Добавить в цитаты Настройки чтения

Страница 13 из 13



— Отдай сейчас же! — прошипела она. — Это мое! Она рванула помаду у меня из рук, та упала на пол, закатилась под кровать. Пунцовая Ренетт тотчас пустилась за ней вдогонку.

— Откуда это у тебя? — с любопытством спросила я. — Мать знает?

— Не твое дело, — запыхавшись, сказала Ренетт, вылезая из-под кровати. — Как ты смеешь рыться в моих вещах? Если ты хоть единой душе пикнешь… Я усмехнулась:

— Могу не говорить. А могу и сказать! Там посмотрим.

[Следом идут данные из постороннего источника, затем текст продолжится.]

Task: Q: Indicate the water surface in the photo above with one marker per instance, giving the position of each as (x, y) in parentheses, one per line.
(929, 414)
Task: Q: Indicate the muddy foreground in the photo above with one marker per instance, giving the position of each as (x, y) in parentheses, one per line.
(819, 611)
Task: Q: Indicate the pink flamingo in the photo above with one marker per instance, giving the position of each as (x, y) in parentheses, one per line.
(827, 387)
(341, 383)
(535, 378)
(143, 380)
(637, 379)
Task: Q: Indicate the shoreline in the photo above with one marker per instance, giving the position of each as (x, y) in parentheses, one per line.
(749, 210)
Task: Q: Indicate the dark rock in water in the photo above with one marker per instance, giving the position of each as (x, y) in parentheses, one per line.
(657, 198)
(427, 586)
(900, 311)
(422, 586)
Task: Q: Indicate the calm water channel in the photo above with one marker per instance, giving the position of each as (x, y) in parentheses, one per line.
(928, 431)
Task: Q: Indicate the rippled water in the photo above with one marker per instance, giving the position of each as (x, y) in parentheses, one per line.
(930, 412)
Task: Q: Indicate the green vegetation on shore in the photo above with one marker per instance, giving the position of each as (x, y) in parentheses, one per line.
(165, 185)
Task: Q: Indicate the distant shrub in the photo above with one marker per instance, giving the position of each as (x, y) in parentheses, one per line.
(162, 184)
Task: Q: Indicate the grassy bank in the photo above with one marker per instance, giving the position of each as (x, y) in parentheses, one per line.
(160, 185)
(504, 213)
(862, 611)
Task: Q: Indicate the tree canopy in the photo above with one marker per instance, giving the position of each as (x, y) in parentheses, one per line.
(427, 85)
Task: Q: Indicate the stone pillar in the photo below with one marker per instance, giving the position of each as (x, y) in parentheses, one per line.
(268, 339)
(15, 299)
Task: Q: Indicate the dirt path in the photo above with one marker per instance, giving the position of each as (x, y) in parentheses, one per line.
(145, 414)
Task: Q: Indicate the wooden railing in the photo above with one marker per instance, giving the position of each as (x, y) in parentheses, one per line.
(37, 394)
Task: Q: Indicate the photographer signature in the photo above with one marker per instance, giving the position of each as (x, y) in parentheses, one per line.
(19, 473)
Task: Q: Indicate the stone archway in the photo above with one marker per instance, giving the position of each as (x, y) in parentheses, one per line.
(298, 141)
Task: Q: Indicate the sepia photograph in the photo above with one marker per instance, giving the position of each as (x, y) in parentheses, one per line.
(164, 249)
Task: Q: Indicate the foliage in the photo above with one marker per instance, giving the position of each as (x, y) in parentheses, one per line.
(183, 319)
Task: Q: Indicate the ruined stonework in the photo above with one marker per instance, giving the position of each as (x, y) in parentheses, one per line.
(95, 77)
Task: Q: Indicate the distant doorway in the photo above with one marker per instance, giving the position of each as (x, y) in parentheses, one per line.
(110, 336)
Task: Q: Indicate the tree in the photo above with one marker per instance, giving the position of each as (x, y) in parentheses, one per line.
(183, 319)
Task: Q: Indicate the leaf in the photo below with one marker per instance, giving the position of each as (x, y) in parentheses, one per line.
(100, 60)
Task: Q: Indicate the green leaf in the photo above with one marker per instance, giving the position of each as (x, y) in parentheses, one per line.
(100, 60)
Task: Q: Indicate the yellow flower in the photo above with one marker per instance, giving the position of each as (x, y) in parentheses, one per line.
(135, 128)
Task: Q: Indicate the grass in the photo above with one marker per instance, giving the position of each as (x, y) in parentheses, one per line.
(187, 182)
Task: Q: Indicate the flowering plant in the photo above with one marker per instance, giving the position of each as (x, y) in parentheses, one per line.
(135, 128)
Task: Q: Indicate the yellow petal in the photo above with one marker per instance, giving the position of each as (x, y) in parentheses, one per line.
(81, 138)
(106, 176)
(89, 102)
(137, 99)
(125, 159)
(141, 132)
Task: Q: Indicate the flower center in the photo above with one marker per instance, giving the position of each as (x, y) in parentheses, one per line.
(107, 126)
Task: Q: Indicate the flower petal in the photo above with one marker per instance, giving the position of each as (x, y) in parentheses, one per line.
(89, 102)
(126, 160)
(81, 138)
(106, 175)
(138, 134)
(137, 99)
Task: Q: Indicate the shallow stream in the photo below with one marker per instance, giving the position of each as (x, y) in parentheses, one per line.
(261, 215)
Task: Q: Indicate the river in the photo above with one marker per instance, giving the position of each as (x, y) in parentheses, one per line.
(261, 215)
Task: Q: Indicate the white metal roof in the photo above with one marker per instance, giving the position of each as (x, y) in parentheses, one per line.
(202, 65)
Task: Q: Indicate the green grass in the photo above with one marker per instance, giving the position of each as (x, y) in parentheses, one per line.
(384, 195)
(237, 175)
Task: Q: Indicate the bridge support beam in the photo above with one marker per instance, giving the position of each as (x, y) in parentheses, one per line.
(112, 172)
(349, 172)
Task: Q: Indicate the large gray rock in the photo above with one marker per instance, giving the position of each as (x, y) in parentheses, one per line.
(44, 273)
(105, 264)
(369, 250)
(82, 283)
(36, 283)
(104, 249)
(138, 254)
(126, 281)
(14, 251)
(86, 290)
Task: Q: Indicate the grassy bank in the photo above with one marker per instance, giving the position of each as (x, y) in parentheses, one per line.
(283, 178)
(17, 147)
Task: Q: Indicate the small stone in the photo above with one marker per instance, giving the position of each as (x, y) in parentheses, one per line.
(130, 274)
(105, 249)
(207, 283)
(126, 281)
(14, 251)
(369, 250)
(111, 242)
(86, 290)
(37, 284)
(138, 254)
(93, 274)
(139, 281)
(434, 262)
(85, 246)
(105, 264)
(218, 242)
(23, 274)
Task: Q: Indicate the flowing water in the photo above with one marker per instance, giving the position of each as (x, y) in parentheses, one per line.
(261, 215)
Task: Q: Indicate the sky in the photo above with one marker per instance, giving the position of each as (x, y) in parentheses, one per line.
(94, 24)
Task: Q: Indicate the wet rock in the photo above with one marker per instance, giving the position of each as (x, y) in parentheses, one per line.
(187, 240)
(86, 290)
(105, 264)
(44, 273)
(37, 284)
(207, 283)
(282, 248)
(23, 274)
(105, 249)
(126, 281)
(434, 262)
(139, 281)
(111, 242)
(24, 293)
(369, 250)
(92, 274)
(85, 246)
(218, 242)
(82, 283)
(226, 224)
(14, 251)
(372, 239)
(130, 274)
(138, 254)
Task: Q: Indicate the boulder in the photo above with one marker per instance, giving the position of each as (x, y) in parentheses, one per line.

Ренетт надвинулась на меня, но я уже вымахала с нее ростом, и сестра, хоть взвилась не на шутку, поняла, что лучше со мной не связываться.

— Не надо, не говори, — сказала она вкрадчиво. — Хочешь, я пойду с тобой сегодня на рыбалку? А можем взобраться на Наблюдательный Пункт, журналы почитать.

Я повела плечом:

— Можно. А где ты это взяла? Ренетт заглянула мне в глаза:

— Пообещай, что никому не скажешь!

— Обещаю. — Я плюнула себе в ладонь.

После некоторого раздумья она сделала то же. Мы скрепили нашу сделку обслюнявленным рукопожатием.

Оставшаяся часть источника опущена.